Exigen justicia tras la partida de la pequeña Abby: familia denuncia presunta negligencia médica en Santo Domingo Este
SANTO DOMINGO ESTE. – La tranquilidad de una familia se transformó en profundo dolor luego de la pérdida de la pequeña Abby Batista Cuevas, una bebé de apenas once meses cuya muerte ha generado una ola de indignación y reclamos por presunta negligencia médica en la Clínica Integral III.

De acuerdo con los familiares, la menor fue llevada al centro en busca de una valoración rutinaria, pero aseguran que el personal médico actuó con imprudencia y falta de atención, lo que habría desencadenado el trágico desenlace. “Solo queríamos que la atendieran bien… y salimos sin nuestra hija”, expresó entre lágrimas una de las parientes.
La pequeña Abby se encontraba en plena etapa de crecimiento, dando sus primeros pasos y preparándose para celebrar su primer cumpleaños el próximo 5 de noviembre. Esa fecha, que debía estar marcada por globos y sonrisas, ahora se ha convertido en un recordatorio doloroso de una vida que se apagó demasiado pronto.

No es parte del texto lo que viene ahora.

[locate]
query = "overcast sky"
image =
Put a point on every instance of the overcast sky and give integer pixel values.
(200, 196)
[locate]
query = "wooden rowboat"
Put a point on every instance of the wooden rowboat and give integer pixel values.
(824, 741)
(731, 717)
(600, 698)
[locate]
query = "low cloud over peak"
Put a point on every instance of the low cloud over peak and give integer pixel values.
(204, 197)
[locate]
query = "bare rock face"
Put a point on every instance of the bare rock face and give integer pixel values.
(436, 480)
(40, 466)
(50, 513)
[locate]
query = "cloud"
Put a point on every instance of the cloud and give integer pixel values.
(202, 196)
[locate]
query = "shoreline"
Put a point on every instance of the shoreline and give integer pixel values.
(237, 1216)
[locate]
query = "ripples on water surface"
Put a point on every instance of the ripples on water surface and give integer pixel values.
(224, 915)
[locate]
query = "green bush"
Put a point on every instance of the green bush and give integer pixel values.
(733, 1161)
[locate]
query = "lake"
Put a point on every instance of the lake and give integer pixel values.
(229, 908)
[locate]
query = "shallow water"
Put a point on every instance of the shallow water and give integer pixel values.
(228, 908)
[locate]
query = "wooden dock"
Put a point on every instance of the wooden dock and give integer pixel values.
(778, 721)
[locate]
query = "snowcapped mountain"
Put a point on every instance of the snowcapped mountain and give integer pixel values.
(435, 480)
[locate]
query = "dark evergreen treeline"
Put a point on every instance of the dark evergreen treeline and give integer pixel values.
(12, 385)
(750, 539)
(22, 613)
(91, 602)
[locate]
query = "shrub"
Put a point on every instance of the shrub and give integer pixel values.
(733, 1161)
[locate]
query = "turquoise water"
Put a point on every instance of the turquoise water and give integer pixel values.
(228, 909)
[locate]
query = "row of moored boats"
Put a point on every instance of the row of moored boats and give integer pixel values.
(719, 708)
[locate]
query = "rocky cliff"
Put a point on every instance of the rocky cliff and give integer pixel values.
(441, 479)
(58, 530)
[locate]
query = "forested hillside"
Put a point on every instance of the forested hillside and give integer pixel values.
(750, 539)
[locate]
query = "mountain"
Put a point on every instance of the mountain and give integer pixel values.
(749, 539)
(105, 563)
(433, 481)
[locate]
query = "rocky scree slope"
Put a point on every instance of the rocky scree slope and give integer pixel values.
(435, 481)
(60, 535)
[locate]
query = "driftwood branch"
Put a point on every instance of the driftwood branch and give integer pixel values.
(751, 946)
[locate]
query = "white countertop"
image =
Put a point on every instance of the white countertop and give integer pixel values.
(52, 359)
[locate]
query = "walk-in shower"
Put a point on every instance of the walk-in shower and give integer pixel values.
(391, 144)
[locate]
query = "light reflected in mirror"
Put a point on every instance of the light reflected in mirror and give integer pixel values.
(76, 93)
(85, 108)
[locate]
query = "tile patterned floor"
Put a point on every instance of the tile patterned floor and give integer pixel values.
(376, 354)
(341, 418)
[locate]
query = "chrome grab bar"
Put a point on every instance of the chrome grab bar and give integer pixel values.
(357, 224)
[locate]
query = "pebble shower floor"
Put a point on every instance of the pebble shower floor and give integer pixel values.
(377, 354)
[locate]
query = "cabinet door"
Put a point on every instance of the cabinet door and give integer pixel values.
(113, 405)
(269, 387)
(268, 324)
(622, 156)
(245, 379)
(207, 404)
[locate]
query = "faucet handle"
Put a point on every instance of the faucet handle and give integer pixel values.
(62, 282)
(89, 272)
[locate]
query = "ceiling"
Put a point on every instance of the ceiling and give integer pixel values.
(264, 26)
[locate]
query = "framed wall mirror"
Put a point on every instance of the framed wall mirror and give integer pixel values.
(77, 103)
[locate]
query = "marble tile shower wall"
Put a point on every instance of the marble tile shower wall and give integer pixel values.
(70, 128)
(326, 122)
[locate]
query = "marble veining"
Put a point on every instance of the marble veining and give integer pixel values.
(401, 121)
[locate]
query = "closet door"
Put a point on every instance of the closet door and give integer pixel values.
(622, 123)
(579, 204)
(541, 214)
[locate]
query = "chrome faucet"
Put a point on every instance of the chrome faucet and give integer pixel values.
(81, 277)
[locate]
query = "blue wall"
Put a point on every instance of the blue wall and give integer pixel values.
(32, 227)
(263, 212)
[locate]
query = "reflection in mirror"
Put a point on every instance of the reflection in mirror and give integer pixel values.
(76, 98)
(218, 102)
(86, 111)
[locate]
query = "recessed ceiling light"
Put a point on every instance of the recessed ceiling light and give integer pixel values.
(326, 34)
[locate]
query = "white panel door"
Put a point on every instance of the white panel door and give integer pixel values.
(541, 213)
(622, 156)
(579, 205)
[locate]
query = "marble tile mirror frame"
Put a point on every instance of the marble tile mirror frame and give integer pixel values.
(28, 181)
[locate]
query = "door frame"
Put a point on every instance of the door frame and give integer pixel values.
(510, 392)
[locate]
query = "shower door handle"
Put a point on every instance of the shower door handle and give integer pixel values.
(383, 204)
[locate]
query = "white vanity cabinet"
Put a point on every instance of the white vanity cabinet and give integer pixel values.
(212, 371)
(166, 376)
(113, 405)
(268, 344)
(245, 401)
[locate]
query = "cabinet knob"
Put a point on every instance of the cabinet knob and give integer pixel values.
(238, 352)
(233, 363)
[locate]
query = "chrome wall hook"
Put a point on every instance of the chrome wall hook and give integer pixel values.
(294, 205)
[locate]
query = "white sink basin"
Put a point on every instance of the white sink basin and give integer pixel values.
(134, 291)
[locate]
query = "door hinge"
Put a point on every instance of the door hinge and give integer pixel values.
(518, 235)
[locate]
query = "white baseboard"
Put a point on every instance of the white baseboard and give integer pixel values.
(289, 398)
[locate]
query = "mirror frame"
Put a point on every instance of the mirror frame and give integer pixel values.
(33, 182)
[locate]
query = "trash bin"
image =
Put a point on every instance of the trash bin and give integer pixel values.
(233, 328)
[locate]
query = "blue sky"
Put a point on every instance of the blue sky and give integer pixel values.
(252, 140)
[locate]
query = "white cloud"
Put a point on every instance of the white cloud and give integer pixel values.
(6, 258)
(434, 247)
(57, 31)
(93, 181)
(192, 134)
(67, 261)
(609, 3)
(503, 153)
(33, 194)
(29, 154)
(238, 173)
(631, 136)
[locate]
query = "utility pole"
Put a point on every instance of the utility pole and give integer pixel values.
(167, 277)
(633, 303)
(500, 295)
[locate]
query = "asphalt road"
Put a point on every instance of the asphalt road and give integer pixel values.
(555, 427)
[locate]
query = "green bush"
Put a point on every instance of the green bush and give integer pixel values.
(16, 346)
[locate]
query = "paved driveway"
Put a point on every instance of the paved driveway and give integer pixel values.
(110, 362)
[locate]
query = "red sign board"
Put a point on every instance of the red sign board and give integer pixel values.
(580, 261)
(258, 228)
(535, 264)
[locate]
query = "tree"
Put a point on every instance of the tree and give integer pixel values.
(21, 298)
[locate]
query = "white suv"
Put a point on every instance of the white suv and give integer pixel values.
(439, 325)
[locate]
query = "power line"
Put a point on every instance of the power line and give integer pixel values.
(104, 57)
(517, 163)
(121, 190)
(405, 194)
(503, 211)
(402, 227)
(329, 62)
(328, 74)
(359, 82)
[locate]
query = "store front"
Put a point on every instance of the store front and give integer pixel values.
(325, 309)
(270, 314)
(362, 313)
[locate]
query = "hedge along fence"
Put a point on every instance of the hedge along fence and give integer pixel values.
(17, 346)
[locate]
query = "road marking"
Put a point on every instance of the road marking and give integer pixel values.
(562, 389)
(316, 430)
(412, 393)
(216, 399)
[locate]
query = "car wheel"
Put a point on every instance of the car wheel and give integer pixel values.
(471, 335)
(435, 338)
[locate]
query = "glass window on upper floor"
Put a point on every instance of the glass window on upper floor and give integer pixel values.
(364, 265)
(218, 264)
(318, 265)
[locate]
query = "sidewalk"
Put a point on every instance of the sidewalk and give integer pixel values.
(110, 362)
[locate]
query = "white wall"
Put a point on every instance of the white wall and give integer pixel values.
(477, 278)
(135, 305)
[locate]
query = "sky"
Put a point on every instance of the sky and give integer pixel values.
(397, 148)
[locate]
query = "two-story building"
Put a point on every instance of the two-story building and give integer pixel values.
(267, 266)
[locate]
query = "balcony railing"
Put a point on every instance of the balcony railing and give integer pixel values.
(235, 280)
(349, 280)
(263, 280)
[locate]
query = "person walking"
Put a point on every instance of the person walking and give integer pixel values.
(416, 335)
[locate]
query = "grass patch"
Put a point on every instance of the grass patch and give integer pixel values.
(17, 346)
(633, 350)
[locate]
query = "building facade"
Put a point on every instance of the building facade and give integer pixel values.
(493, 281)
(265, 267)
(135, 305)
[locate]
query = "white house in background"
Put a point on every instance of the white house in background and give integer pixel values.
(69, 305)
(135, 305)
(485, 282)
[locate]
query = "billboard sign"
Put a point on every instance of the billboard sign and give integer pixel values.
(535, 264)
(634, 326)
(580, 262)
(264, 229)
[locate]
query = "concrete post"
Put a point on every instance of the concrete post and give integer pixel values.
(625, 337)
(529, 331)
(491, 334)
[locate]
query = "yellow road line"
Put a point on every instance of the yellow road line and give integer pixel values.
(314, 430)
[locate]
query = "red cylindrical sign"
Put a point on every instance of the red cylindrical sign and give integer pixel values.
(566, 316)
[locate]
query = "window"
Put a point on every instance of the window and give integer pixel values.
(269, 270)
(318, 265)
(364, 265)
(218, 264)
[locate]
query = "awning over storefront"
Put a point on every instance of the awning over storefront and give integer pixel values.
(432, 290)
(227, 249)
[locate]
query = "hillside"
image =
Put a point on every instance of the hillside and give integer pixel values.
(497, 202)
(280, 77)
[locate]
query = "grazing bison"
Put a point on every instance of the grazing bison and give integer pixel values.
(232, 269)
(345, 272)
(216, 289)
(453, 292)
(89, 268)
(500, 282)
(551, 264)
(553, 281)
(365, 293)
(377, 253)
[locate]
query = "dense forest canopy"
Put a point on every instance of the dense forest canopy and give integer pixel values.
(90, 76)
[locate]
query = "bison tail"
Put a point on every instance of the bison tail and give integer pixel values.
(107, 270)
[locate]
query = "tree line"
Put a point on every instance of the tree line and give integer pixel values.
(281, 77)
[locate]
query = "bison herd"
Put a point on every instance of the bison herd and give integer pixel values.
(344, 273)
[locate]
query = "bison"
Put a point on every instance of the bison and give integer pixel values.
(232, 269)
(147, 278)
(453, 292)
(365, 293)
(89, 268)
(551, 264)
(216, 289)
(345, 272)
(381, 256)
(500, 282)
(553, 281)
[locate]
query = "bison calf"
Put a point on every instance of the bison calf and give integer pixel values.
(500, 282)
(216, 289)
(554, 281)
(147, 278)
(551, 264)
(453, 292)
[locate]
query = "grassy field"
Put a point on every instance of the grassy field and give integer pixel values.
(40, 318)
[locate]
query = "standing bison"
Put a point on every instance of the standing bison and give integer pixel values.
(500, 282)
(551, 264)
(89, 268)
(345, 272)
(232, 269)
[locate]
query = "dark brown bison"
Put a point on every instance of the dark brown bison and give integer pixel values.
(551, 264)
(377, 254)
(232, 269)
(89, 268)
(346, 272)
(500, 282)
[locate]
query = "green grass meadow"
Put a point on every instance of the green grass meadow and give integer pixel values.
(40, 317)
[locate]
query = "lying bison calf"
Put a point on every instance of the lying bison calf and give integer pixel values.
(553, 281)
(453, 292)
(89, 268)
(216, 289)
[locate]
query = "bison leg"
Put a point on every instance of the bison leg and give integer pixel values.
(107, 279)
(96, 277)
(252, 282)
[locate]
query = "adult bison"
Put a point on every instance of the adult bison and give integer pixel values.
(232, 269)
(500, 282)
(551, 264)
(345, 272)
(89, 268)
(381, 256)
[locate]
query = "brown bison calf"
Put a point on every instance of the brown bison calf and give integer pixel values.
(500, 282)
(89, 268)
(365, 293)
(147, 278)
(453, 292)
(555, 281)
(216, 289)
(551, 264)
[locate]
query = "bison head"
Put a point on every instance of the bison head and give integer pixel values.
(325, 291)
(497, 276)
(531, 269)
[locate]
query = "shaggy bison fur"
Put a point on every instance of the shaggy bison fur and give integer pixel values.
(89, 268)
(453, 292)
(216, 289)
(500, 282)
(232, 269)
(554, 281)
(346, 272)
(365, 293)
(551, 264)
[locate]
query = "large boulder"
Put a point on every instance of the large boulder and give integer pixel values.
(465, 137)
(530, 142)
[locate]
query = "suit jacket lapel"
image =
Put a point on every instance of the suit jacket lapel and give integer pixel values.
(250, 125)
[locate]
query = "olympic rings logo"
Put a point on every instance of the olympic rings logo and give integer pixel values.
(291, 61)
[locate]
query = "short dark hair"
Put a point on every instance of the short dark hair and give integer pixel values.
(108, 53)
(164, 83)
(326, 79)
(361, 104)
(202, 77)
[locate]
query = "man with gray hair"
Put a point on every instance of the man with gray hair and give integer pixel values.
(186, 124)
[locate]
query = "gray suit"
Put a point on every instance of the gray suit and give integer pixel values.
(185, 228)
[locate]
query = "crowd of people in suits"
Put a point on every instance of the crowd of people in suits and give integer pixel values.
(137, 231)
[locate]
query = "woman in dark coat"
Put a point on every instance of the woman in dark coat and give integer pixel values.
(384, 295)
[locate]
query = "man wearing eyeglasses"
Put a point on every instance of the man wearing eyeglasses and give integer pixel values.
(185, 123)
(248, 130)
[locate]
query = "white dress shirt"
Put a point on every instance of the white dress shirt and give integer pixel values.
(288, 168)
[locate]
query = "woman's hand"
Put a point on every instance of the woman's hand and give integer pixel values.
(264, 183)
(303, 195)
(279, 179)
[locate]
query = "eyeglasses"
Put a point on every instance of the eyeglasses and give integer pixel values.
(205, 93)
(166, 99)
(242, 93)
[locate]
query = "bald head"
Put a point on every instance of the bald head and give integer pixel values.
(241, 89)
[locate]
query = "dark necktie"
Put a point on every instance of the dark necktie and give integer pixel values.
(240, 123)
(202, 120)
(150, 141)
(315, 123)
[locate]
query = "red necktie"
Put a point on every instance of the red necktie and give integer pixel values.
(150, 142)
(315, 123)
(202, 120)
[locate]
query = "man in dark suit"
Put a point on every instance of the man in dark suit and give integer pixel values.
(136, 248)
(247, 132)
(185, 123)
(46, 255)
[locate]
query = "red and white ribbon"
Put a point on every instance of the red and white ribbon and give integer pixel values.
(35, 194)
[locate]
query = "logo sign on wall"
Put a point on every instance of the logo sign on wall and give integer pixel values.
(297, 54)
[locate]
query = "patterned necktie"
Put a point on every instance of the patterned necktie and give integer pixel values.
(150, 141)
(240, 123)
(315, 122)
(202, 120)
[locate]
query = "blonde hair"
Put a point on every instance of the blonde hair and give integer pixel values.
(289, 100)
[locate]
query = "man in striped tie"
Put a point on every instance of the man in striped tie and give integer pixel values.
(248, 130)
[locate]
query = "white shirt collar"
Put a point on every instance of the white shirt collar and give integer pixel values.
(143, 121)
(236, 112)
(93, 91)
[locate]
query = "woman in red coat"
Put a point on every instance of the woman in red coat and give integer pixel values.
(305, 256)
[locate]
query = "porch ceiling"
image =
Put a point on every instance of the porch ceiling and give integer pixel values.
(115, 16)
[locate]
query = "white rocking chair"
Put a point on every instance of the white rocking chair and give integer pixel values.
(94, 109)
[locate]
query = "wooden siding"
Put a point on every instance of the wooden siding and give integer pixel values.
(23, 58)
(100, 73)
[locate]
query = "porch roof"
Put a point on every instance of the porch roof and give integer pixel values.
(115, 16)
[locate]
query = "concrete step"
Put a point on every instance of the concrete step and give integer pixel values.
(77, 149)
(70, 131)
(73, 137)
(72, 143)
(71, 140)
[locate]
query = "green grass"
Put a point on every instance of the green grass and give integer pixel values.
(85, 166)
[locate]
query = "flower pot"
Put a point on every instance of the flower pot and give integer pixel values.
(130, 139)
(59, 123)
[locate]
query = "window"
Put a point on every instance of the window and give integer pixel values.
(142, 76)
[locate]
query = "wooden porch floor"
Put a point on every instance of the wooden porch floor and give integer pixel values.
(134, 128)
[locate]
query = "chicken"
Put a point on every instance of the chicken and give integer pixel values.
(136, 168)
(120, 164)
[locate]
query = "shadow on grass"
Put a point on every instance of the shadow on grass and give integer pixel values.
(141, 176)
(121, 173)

Los familiares han interpuesto una denuncia formal, solicitando una investigación profunda sobre la actuación del centro de salud y del personal médico que intervino. Exigen que las autoridades sanitarias determinen responsabilidades y tomen medidas ejemplares si se confirma que hubo negligencia.
Mientras tanto, en el sector donde residía la familia reina la consternación. Vecinos y allegados han organizado velas y vigilias en memoria de la pequeña, acompañando a los padres en su pedido de justicia.
El Ministerio de Salud Pública y la Procuraduría General de la República aún no han emitido una declaración oficial sobre el caso, aunque se espera un pronunciamiento en las próximas horas.

Este lamentable suceso reabre el debate sobre la calidad de la atención médica en los centros privados y la necesidad de reforzar los protocolos de emergencia pediátrica para evitar que tragedias como la de Abby vuelvan a repetirse.
La comunidad se mantiene en vigilia, esperando respuestas que puedan dar paz y justicia a una familia que hoy solo pide algo sencillo, pero profundamente humano: que la muerte de Abby no quede impune.